Study of LY2784544 Testing Alternative Dosing in Participants With Myeloproliferative Neoplasms

This study is ongoing, but not recruiting participants.
Sponsor:
Information provided by (Responsible Party):
Eli Lilly and Company
ClinicalTrials.gov Identifier:
NCT01520220
First received: January 10, 2012
Last updated: September 10, 2014
Last verified: September 2014
  Purpose

The purpose of this study is to determine a dose of LY2784544 that may be safely administered to participants with myeloproliferative neoplasms.

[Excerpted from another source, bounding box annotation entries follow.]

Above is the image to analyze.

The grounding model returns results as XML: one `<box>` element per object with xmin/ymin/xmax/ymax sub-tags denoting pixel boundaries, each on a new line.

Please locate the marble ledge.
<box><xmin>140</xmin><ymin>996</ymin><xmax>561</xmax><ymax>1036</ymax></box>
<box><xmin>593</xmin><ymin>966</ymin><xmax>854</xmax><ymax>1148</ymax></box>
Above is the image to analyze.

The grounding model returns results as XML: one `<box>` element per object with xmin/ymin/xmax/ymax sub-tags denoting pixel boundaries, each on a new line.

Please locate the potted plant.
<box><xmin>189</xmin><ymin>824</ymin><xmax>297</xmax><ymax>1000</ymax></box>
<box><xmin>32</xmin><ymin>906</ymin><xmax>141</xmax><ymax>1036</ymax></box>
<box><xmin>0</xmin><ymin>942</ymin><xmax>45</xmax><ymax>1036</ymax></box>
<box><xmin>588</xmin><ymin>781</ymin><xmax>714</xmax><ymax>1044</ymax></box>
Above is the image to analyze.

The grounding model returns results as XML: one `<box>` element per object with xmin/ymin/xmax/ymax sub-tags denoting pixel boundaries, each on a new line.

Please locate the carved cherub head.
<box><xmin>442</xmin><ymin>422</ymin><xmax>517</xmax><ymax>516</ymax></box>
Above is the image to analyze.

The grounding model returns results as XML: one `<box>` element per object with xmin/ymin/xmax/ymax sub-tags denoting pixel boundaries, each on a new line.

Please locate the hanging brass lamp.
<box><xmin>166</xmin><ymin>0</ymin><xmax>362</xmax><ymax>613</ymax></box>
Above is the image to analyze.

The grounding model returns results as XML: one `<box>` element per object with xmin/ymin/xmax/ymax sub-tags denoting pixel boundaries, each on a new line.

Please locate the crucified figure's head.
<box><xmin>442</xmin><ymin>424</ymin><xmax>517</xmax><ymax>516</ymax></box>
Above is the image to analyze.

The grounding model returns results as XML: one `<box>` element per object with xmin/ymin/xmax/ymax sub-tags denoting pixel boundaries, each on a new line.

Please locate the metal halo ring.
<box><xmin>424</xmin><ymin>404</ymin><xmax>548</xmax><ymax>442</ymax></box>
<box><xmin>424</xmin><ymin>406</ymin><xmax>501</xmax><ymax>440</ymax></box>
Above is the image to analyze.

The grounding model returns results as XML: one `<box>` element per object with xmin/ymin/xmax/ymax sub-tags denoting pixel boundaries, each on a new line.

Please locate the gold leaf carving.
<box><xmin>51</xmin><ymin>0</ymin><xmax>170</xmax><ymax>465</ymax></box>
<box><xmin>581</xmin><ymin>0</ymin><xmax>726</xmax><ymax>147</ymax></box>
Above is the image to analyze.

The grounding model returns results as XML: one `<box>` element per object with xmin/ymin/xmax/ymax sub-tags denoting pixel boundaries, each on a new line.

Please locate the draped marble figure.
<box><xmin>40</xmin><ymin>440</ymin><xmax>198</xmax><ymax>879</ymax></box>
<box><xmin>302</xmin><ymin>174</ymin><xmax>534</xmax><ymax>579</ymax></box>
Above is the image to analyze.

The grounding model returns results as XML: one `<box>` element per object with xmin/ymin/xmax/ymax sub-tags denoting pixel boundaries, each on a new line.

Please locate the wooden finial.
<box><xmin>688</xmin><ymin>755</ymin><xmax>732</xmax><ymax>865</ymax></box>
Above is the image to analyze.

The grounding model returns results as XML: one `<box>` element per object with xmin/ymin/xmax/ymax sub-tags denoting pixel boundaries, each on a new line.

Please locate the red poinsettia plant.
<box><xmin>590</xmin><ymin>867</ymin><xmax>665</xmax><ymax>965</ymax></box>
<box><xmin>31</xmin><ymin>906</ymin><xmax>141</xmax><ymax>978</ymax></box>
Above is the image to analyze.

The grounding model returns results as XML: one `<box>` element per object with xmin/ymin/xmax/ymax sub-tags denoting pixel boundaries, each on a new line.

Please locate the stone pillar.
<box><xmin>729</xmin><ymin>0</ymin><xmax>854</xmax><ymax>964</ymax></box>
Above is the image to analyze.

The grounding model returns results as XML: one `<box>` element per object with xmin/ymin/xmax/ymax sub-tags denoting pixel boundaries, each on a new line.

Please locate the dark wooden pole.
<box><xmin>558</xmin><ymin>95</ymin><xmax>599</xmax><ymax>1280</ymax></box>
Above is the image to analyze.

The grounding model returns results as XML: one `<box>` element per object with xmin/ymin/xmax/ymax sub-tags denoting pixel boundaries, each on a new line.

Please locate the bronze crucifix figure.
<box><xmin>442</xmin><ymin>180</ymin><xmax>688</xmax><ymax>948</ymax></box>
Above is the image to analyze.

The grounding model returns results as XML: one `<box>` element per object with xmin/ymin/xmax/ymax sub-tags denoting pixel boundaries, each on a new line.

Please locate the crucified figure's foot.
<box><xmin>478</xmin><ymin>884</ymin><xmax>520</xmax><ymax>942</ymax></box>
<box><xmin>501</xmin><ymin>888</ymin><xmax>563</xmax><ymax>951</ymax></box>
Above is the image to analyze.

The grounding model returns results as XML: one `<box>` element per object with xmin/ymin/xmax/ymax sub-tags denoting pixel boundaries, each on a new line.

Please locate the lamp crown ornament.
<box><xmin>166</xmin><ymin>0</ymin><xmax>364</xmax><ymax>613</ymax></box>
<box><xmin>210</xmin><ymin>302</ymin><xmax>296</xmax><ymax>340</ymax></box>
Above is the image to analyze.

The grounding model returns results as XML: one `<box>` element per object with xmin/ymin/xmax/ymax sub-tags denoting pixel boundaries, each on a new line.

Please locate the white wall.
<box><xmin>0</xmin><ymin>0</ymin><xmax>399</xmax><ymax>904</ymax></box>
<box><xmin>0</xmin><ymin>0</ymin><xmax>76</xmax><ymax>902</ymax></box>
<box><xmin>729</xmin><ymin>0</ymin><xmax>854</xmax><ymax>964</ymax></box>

Condition Intervention Phase
Myeloproliferative Neoplasms of
Polycythemia Vera
Essential Thrombocythemia
Myelofibrosis
Drug: LY2784544
Phase 1

Study Type: Interventional
Study Design: Allocation: Non-Randomized
Endpoint Classification: Safety/Efficacy Study
Intervention Model: Parallel Assignment
Masking: Open Label
Primary Purpose: Treatment
Official Title: A Phase 1 Study of LY2784544 Testing Alternative Dosing Regimens in Patients With Myeloproliferative Neoplasms

Resource links provided by NLM:


Further study details as provided by Eli Lilly and Company:

Primary Outcome Measures:
  • Number of participants with LY2784544 dose limiting toxicities (DLT) [ Time Frame: Baseline through Cycle 1 in Part A (28 day cycles) ] [ Designated as safety issue: Yes ]
  • Recommended dose range and regimen for Phase 2 studies [ Time Frame: Baseline through Cycle 1 in Part B (28 day cycles) ] [ Designated as safety issue: No ]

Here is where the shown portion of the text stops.